The ruling comes more than a year after the scandal which ultimately left its largest shareholder, entrepreneur Luke Johnson, nursing a £30 million (US$42 million) loss.
The audit was conducted by Grant Thornton and was signed off in the first half of 2016 on the strength of the company’s accounts, showing turnover growing by 13 percent and a revenue increase of 24 percent year-on-year.
Despite Patisserie Valerie reporting “no material weaknesses in its accounts” at the time, the firm had lost a fortune following the collapse of Whitbread’s Costa Coffee chain.
A string of failures in the fast-food and coffee sector had prompted a change in the auditing industry, with a number of firms including Grant Thornton withdrawing from audits after signing non-performing contracts with government offices.
Auditors are trained to look out for deals that leave companies vulnerable to financial collapse, and Grant Thornton, which was contacted for comment, is known for taking special care when subjecting companies to their scrutiny.
In October, Grant Thornton CEO Alison Carnwath apologized “unreservedly” and vowed to repay any client who asked for her assistance in uncovering “systemic failings” at Patisserie Valerie.
“”We heard about the issues at Patisserie Valerie when an internal audit became apparent at the company’s auditors and we commissioned an investigation and appointed an independent accounting firm,” she said.
“Our role as an accountant, and indeed as a responsible corporate citizen, is to get it right first time. The lessons that Patisserie Valerie has learnt will be heard by our profession, not just by the company itself.”
The accounting scandal in England’s Channel Islands was brought to light by an Oct. 31 emailed letter from a supplier, Haywood, which informed Patisserie Valerie that it was not receiving any payment from the firm.
In the letter, Haywood argued that the grocer’s customers’ VAT payment to the VAT returns center had been delayed by a year and, in the letter, it laid the blame for the alleged malpractice on the bank accountants.

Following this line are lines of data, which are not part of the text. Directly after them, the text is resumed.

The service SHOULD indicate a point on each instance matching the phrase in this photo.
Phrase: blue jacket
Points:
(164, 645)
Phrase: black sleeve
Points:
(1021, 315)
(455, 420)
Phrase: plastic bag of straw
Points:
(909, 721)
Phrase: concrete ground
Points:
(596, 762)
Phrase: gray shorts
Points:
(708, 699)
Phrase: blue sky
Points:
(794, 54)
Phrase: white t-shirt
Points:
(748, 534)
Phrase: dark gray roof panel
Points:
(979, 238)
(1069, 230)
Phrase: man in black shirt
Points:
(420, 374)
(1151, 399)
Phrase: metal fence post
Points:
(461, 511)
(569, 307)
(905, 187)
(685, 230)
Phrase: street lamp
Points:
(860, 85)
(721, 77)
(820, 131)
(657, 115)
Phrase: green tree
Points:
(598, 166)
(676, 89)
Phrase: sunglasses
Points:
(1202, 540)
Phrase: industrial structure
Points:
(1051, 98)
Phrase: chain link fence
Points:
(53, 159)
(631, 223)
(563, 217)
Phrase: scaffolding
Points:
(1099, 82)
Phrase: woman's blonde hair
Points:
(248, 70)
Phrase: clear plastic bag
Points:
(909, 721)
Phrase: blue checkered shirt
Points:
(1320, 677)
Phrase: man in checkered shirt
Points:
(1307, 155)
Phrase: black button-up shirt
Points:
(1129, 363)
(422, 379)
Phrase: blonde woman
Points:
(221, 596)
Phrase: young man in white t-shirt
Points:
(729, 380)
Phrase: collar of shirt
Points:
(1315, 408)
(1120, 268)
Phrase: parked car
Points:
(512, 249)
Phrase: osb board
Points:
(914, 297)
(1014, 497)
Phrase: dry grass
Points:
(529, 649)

The firm then chose to no longer distribute its VAT payments to Patisserie Valerie and demanded they reverse the advance paid by the taxpayer to the firm.
That left Patisserie Valerie with a long-term liability of about £4 million.

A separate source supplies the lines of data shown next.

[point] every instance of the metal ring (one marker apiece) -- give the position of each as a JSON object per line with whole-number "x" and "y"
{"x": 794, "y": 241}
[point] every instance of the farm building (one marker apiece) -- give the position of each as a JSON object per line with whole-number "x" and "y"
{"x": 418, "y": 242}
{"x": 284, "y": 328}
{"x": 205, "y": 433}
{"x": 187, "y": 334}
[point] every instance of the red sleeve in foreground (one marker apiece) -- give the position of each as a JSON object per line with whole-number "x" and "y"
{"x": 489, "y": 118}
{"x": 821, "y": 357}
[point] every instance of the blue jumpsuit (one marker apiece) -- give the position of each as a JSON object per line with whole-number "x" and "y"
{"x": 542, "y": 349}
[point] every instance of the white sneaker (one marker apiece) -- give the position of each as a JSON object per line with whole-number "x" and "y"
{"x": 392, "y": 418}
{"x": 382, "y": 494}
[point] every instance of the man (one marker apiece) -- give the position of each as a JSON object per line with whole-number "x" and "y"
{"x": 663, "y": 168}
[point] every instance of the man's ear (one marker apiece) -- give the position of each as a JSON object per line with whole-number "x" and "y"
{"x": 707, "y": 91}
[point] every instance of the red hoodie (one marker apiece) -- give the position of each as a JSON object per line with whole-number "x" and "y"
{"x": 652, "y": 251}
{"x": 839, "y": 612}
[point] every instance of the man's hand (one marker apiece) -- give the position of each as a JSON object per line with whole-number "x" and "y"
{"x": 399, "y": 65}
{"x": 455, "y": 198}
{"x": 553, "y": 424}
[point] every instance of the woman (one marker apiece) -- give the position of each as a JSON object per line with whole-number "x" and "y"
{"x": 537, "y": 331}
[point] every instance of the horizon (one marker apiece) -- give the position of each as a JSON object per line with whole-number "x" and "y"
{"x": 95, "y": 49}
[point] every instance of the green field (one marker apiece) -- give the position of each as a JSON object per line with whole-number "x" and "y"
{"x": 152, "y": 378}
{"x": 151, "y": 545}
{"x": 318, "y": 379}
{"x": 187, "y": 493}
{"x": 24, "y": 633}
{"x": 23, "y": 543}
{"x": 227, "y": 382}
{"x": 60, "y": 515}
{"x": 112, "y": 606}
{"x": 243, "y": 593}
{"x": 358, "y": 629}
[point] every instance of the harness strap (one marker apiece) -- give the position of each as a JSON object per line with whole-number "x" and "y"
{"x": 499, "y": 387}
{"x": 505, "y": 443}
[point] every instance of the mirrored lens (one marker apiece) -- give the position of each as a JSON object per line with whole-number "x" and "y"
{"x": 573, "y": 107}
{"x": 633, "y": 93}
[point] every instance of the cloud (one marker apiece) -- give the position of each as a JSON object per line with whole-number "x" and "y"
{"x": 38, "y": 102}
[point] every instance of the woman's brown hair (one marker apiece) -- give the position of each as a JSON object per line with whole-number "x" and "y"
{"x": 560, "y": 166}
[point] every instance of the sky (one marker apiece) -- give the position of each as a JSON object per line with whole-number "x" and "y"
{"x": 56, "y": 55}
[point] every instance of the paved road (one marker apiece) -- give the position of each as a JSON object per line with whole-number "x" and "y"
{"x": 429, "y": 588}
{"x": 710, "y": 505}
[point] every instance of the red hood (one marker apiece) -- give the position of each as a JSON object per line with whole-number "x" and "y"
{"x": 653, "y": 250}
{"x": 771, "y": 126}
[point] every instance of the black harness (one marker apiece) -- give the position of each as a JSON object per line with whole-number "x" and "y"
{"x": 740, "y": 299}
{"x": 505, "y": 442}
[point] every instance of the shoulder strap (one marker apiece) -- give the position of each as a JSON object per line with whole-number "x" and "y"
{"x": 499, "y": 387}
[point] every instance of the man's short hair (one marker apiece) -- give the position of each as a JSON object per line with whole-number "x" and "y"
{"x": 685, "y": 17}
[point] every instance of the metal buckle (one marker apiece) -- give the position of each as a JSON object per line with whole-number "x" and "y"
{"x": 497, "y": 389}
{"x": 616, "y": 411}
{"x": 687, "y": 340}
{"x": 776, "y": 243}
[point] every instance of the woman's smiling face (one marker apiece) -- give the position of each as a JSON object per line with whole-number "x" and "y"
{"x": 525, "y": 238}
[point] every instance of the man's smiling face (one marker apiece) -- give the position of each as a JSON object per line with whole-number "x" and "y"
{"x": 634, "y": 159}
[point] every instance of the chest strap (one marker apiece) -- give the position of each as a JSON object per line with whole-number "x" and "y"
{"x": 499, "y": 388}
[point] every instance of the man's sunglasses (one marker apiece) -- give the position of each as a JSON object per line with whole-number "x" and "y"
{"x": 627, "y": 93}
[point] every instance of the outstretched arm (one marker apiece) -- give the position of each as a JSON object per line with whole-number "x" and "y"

After Patisserie Valerie failed to pay their £4 million debt in October, Haywood demanded that they return the payment to the VAT returns center.
Haywood, who was not immediately available for comment, left the firm in October and never attempted to reclaim the money. The letter resulted in Patisserie Valerie filing for administration in November, and the company went into liquidation two months later.
Former finance director Chris Marsh and accountant Liam Bailey were suspended from the accountancy firm on suspicion of misconduct by the firm.
But Grant Thornton, which put up the frozen money to pay Haywood’s “injunctive orders” to return the tax funds, has vowed to fight the misconduct charges which relate to the liquidation.
The company was involved in the recent administration of Byron, the gourmet burger chain.
As a result of the scandals, the UK accounting regulator, the Financial Reporting Council, initiated two investigations into the auditing of Patisserie Valerie.
The FRC said in a statement that its recent investigation into the accounting firm hired by Patisserie Valerie concluded that Grant Thornton’s audit caused an “unfair financial impact.”
“These costs were incurred as a direct result of a serious delay in conducting due diligence, a mistake in interpreting a contract with a UK taxpayer and a failure in the execution of a commercial contract,” it said.